Wenn die Dorsche eh auf Grundfutter stehen, lohnt sich eine eher passive Führung und das ziemlich grundnah, sind sie am jagen ist ein kleiner Solopilker, den man aktiv und hoch vom Grund weg bewegt meistens Trumpf.


----------



## Tyron (29. Januar 2005)

*AW: Welche Farbe auf Dorsch?*

ich bin auch der meinung, dass die führung des pilkers viel wichtiger als die farbe ist. Ich fische zur genannten Zeit (März) oft Pilker im Herings-Dekor! Schockerfarben können aber gauso gut fangen!

Gruß tyron


----------



## Bellyboatangler (29. Januar 2005)

*AW: Welche Farbe auf Dorsch?*

Ich frage mich nur immer wieso Fische ein Seitenlinienorgan haben. Brauchen sie ja nicht. Sie sehen ja die Farben |kopfkrat 

Fischt so leicht wie Moeglich mit bisschen Bewegung und jede Farbe faengt


----------



## Adrian* (29. Januar 2005)

*AW: Welche Farbe auf Dorsch?*

knallrot....


----------



## Gelöschtes Mitglied 3879 (30. Januar 2005)

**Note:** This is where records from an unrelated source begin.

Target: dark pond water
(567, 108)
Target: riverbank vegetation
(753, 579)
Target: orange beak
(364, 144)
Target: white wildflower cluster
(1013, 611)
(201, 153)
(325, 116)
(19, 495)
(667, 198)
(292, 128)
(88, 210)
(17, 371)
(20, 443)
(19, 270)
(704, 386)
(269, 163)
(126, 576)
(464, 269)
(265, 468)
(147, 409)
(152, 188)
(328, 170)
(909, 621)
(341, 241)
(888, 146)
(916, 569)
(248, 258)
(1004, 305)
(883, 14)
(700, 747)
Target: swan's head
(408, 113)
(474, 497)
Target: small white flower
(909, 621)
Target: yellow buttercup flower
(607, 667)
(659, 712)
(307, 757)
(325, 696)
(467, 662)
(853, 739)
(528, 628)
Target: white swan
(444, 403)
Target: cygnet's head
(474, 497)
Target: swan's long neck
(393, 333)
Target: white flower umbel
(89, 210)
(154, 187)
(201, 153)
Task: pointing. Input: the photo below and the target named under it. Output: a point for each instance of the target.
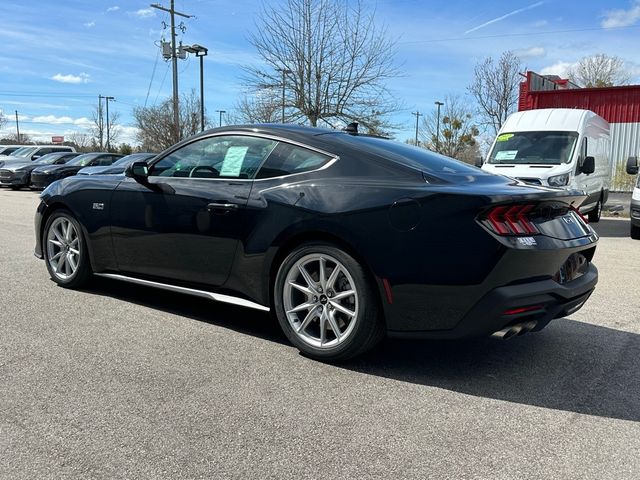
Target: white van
(634, 210)
(556, 147)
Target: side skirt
(218, 297)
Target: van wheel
(596, 213)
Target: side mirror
(138, 171)
(588, 165)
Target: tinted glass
(287, 159)
(9, 150)
(547, 148)
(134, 157)
(49, 159)
(82, 160)
(232, 156)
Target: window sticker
(233, 160)
(506, 155)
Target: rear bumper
(489, 315)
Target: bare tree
(600, 70)
(456, 134)
(80, 141)
(99, 127)
(495, 89)
(263, 107)
(156, 130)
(333, 59)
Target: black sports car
(41, 177)
(118, 167)
(18, 176)
(345, 236)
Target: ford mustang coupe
(345, 237)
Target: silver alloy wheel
(320, 300)
(63, 248)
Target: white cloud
(622, 18)
(144, 13)
(63, 120)
(502, 17)
(69, 78)
(533, 52)
(559, 68)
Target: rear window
(415, 157)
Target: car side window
(228, 156)
(287, 159)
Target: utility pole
(107, 102)
(100, 123)
(174, 57)
(439, 104)
(285, 72)
(220, 112)
(418, 115)
(17, 127)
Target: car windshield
(135, 157)
(523, 148)
(81, 160)
(48, 159)
(24, 151)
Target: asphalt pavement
(121, 381)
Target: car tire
(596, 213)
(326, 303)
(65, 250)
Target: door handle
(213, 206)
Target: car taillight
(511, 220)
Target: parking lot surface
(124, 381)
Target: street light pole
(439, 104)
(285, 72)
(417, 114)
(17, 127)
(107, 102)
(220, 120)
(174, 57)
(200, 52)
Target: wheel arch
(50, 210)
(310, 236)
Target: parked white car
(556, 147)
(634, 209)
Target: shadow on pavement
(570, 366)
(610, 227)
(243, 320)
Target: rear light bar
(511, 220)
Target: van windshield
(521, 148)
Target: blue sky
(57, 56)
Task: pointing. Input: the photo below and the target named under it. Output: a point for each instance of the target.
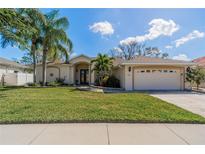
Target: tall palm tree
(55, 39)
(102, 66)
(12, 27)
(34, 40)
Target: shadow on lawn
(9, 88)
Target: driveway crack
(177, 134)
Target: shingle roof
(10, 63)
(150, 60)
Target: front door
(84, 76)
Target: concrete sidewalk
(191, 101)
(102, 133)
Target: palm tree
(55, 39)
(102, 66)
(12, 27)
(34, 40)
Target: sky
(179, 32)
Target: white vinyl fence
(16, 79)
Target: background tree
(55, 39)
(195, 75)
(26, 59)
(102, 66)
(132, 49)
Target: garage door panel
(164, 79)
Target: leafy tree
(55, 39)
(195, 75)
(131, 50)
(102, 66)
(26, 59)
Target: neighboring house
(200, 62)
(12, 73)
(141, 73)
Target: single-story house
(140, 73)
(12, 73)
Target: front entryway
(84, 76)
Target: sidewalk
(102, 133)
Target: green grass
(65, 104)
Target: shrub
(53, 84)
(57, 82)
(31, 84)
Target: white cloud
(74, 54)
(193, 35)
(181, 57)
(118, 50)
(104, 28)
(169, 47)
(159, 27)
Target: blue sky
(98, 30)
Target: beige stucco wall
(128, 78)
(58, 71)
(77, 71)
(119, 73)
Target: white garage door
(157, 79)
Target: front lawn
(65, 104)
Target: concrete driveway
(191, 101)
(102, 133)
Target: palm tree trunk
(44, 66)
(33, 51)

*AW: Welche Farbe auf Dorsch?*

also beim wechsel der pilkerfarben untereinander ging das spielchen genau andersrum,der der vorher fing,hatte kaum noch fisch!!!!soviel zum thema!!!!!!

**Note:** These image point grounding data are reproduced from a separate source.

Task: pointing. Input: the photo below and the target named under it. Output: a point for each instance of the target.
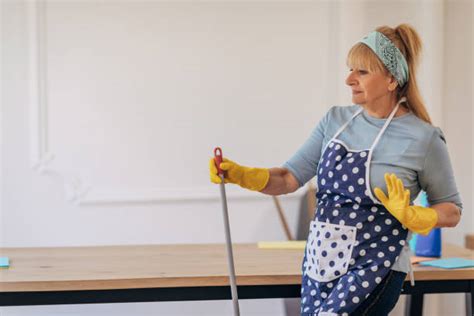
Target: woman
(356, 256)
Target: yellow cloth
(416, 218)
(254, 179)
(292, 244)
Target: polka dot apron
(353, 240)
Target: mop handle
(218, 160)
(230, 257)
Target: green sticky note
(4, 262)
(449, 263)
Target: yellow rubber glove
(418, 219)
(254, 179)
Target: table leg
(414, 305)
(470, 301)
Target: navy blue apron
(353, 240)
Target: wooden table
(145, 273)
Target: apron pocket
(329, 250)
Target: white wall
(130, 98)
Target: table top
(180, 265)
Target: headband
(389, 54)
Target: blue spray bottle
(430, 245)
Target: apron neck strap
(394, 111)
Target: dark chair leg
(414, 305)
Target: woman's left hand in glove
(416, 218)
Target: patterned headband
(389, 54)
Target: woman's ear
(393, 84)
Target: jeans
(384, 297)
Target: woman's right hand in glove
(254, 179)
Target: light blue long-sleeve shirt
(411, 148)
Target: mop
(230, 258)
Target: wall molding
(76, 189)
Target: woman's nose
(350, 80)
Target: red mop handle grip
(218, 159)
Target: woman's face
(369, 87)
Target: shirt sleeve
(304, 162)
(437, 177)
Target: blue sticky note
(449, 263)
(4, 262)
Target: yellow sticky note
(291, 244)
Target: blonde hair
(408, 42)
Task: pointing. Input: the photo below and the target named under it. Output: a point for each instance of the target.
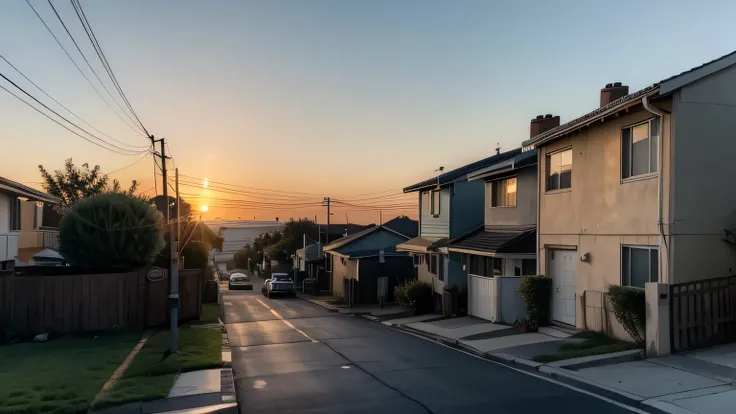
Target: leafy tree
(111, 230)
(73, 184)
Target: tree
(72, 184)
(112, 231)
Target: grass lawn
(61, 375)
(596, 343)
(152, 372)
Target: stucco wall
(704, 201)
(525, 212)
(466, 205)
(435, 227)
(600, 212)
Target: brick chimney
(613, 91)
(543, 123)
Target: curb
(558, 373)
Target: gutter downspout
(660, 180)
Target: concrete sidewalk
(701, 382)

das muss natürlich nich immer so sein,es gibt genug tage wo mehrere farben knallen!!!
die farbwahl ist eigentlich nur relevant,wenn wenig dorsch kommt(unter 15stück am tag pro mann)!
wenns beisst heist es nur hell oder dunkel,und ein kontrast am köder,wie es thomas9904 gesagt hat,sollte auch da sein!!!ist im schwarm sowieso egal
wenns gut beisst hol ich die alten und schweren pilker(ab 80gramm) raus,damit ich als erster unten bin,dann fängste am besten und ein abriss ist zu verschmerzen!!!
 @fisher-man
jo da isse bei,333,301,208,334,das sind meine farben,aber nich da bestellen,gibbet günstiger!!!!!glaube bei kubiak oder direkt von wuttke,hab ich auch gemacht,musste dir nur jemanden mit nem gewerbeschein organisieren!!!wuttke macht keinen privatverkauf!!!


----------



## Torsk_SH (30. Januar 2005)

*AW: Welche Farbe auf Dorsch?*

Hi Boardies!

Bei meiner letzten Ausfahrt (MS Kehrheim2) im November waren wir eine Gruppe von 7 Anglern/innen. Unsere Techniken waren fast alle gleich da wir alle den selben Lehrer hatten.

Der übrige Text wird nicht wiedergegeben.